Related: Group Says OK to Gene Editing in US
Last year, Chinese researchers made the first attempt at modifying genes in human embryos. Their laboratory experiment didn't work — the embryos weren't viable — but raised the prospect of altering genes to repair the genes of future generations.
The gene-editing technique was developed partly in the U.S. and scientists there have experimented with the method in animals and in human cells in the laboratory. Gene editing has not been used for any kinds of patient therapies yet.
Around the world, laws and guidelines vary widely about what kind of research is allowed on embryos, since it could change the genes of future generations. In the U.S., the National Institutes of Health cannot fund research on human embryos but private funding is allowed.
Critics warn that tweaking the genetic code this way could eventually produce a slippery slope that eventually leads to so-called "designer babies," where parents seek taller, stronger or smarter children with specific physical characteristics.
"This is the first step on a path that scientists have carefully mapped out towards the legalization of (genetically modified) babies," said David King, of anti-gene manipulation group Human Genetics Alert.

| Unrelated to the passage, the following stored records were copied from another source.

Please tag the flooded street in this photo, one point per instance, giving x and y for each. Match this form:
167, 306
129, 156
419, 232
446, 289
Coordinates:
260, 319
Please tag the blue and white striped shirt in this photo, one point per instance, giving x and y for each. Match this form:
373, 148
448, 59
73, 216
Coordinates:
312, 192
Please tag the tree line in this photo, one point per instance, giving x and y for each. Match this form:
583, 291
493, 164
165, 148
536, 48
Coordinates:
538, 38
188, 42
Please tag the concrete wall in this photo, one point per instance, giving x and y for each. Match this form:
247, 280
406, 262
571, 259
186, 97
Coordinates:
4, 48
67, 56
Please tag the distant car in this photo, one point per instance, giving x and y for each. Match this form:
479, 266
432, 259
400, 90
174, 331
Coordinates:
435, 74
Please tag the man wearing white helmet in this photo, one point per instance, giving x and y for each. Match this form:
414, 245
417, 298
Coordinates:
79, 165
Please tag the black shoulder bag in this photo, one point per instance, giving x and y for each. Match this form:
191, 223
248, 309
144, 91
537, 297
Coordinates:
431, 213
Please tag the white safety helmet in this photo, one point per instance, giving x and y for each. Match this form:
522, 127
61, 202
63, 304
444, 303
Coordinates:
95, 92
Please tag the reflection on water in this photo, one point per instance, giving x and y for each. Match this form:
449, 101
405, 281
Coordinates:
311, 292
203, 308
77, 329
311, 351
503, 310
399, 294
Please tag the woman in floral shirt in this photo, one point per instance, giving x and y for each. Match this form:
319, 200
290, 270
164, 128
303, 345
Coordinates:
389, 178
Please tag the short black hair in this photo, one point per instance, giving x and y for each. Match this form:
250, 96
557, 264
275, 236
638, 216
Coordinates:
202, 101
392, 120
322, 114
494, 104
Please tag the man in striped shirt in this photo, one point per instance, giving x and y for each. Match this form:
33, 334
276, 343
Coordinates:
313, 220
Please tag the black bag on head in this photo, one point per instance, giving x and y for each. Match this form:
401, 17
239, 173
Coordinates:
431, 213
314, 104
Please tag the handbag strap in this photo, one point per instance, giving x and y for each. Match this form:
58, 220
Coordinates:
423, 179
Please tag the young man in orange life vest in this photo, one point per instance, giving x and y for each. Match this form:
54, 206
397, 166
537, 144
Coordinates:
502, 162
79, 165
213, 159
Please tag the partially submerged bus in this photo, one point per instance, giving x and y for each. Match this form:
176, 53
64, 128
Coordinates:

He spoke last month when the British fertility regulator held its meeting to decide whether to grant the gene-editing license.
At an international meeting in Washington last year, scientists agreed that efforts to research the possibility of gene editing should continue, despite the ethical and legal problems the technique raises.
Last year, British lawmakers voted to allow scientists to create babies from the DNA of three people to prevent children from inheriting potentially fatal diseases from their mothers. In doing so, it became the first country in the world to allow genetically modified embryos to be transferred into women.